The nonpartisan Congressional Budget Office told lawmakers that it was unlikely to release a full score of the legislation with coverage effects. Matthew Fiedler and Loren Adler at Brookings used previous CBO models to attempt to determine the new plan’s potential effects.
The study estimated that 21 million more people would be without coverage in 2026 than under the current system. It also estimated that the number would skyrocket to 32 million after a large portion of the bill’s proposed healthcare funding runs out in 2026.
Even that scenario is a best-case one, Adler and Fiedler wrote.
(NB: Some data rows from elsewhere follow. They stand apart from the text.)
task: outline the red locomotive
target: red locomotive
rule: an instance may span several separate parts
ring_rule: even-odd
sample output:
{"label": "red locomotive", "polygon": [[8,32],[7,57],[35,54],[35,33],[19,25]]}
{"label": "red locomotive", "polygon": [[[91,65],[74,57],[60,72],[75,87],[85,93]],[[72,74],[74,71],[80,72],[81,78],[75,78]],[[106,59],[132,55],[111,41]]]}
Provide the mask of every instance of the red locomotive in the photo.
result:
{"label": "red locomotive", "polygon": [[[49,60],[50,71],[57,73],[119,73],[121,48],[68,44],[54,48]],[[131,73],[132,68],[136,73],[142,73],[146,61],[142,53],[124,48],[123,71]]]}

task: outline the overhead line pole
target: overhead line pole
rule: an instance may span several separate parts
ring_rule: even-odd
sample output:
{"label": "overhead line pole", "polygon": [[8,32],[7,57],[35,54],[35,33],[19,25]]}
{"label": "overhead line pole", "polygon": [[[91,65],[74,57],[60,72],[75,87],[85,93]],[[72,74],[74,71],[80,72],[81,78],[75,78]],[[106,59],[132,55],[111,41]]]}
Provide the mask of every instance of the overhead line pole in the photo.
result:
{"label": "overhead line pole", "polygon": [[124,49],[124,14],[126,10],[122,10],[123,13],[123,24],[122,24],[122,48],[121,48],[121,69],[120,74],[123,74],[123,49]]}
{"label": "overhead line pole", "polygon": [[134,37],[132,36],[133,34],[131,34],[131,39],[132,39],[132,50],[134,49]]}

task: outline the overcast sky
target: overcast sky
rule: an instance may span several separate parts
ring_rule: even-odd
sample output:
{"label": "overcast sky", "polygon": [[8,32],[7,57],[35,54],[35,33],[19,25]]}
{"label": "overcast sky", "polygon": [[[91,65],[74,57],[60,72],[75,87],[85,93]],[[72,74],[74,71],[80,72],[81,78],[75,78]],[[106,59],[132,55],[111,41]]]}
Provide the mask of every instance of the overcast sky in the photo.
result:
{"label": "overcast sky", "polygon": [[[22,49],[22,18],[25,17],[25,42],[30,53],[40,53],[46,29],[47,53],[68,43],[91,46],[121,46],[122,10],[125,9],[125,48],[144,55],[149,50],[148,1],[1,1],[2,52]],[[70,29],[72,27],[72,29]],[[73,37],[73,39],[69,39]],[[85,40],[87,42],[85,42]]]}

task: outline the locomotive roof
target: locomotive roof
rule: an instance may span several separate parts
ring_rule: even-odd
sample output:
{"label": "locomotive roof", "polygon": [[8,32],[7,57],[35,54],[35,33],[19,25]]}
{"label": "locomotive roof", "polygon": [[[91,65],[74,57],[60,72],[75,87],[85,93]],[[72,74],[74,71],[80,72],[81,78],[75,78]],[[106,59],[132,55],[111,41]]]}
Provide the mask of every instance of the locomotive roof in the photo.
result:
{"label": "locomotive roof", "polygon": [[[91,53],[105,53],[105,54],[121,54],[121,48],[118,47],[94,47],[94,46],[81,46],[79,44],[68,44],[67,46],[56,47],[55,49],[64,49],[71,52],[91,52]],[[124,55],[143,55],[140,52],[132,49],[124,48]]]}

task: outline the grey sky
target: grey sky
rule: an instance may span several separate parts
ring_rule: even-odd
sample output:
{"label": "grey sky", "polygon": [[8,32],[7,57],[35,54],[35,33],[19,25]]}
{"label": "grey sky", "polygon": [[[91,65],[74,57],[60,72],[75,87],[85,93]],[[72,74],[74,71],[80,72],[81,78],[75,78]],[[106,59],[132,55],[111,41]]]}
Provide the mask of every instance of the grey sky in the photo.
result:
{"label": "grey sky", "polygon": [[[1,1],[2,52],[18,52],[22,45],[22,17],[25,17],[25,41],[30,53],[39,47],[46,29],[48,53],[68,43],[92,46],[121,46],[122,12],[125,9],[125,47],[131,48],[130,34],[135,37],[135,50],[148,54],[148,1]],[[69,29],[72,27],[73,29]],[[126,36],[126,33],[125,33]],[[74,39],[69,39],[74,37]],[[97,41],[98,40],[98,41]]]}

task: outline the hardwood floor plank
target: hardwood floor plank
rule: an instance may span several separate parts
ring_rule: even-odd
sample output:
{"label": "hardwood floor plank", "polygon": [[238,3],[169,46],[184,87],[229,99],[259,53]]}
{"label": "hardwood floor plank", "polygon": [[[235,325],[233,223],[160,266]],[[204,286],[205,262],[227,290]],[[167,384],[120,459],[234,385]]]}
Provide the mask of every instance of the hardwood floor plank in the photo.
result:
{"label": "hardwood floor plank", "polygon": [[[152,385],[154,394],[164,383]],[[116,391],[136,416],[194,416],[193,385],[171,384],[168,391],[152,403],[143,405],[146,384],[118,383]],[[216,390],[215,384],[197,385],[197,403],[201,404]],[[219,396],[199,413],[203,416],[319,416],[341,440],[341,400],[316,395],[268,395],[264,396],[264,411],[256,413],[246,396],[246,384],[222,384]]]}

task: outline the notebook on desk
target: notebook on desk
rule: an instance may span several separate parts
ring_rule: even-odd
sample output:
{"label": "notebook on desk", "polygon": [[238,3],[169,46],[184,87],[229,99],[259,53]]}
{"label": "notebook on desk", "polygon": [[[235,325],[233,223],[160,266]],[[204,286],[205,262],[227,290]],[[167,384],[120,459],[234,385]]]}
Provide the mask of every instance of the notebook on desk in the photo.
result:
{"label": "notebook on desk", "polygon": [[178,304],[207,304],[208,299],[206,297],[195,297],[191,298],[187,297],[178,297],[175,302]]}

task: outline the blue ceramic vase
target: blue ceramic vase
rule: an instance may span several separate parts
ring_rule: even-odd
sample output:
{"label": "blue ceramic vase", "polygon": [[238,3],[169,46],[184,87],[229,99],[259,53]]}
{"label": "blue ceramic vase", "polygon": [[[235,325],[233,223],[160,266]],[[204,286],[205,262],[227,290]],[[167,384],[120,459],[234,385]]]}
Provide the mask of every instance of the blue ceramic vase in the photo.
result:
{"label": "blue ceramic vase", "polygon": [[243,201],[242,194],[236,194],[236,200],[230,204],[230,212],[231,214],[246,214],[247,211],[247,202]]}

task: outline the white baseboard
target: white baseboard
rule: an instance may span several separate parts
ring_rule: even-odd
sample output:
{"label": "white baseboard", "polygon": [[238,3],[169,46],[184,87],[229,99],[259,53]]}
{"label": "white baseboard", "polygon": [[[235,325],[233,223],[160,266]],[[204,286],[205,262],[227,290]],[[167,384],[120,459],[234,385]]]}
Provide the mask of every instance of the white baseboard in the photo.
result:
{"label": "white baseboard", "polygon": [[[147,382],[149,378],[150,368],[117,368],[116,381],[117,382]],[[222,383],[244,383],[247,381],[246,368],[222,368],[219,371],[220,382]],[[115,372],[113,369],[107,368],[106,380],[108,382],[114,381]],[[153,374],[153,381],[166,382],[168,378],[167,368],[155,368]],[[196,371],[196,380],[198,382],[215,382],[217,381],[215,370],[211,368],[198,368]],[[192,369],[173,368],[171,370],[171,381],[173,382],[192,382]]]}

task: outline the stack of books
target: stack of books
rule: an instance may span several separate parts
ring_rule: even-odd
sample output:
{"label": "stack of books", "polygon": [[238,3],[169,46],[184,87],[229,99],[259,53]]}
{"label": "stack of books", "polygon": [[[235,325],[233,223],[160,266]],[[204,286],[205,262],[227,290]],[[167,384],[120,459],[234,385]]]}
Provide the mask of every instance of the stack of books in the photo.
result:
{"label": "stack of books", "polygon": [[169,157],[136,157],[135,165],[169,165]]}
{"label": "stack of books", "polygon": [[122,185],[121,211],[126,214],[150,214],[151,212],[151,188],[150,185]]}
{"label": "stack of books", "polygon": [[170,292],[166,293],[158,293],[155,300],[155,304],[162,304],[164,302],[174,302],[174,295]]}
From the study (emphasis added):
“This estimate likely understates the reductions in insurance coverage that would actually occur under the Graham-Cassidy legislation, particularly toward the beginning and end of the seven-year period, because it does not account for the challenges states will face in setting up new programs on the bill’s proposed timeline, the possibility that uncertainty about the program’s future will cause market turmoil toward the end of the seven-year period, or the bill’s Medicaid per capita cap and other non-expansion-related Medicaid provisions.”
The Brookings analysis follows a breakdown from the Commonwealth Fund estimating that 15 million to 18 million more Americans would be without coverage by 2020 and that 32 million would be without coverage in 2027.
- The Brookings Institution
Fiedler and Adler said decreased funding under Graham-Cassidy and uncertainty surrounding the systems states would set up in 2020 added some degree of doubt to their analysis. But they said the study was more likely to undershoot the number of people who would lose coverage.
If more states were to loosen regulations from the Affordable Care Act, the law better known as Obamacare, using a waiver system set up in the bill, that number would increase, the study said.
The increase in uninsured people would be fueled in part by the short time frame before states shift to block grants and have to set up their own insurance systems.
“States would have only around 15 months to get new policies in place to do so before insurers would need to begin developing products for 2020 and only about 27 months before the new rules would have to be in effect,” Fiedler and Adler wrote. “For comparison, the process of drafting and implementing the ACA began close to five years before the new rules would be in effect. It seems likely that many states would simply fail to meet this timeline or meet the timeline only by deploying ineffective policies.”
The researchers concluded that the Graham-Cassidy bill would most likely cause destabilized individual insurance and Medicaid markets and vastly increase the number of people in the US without coverage.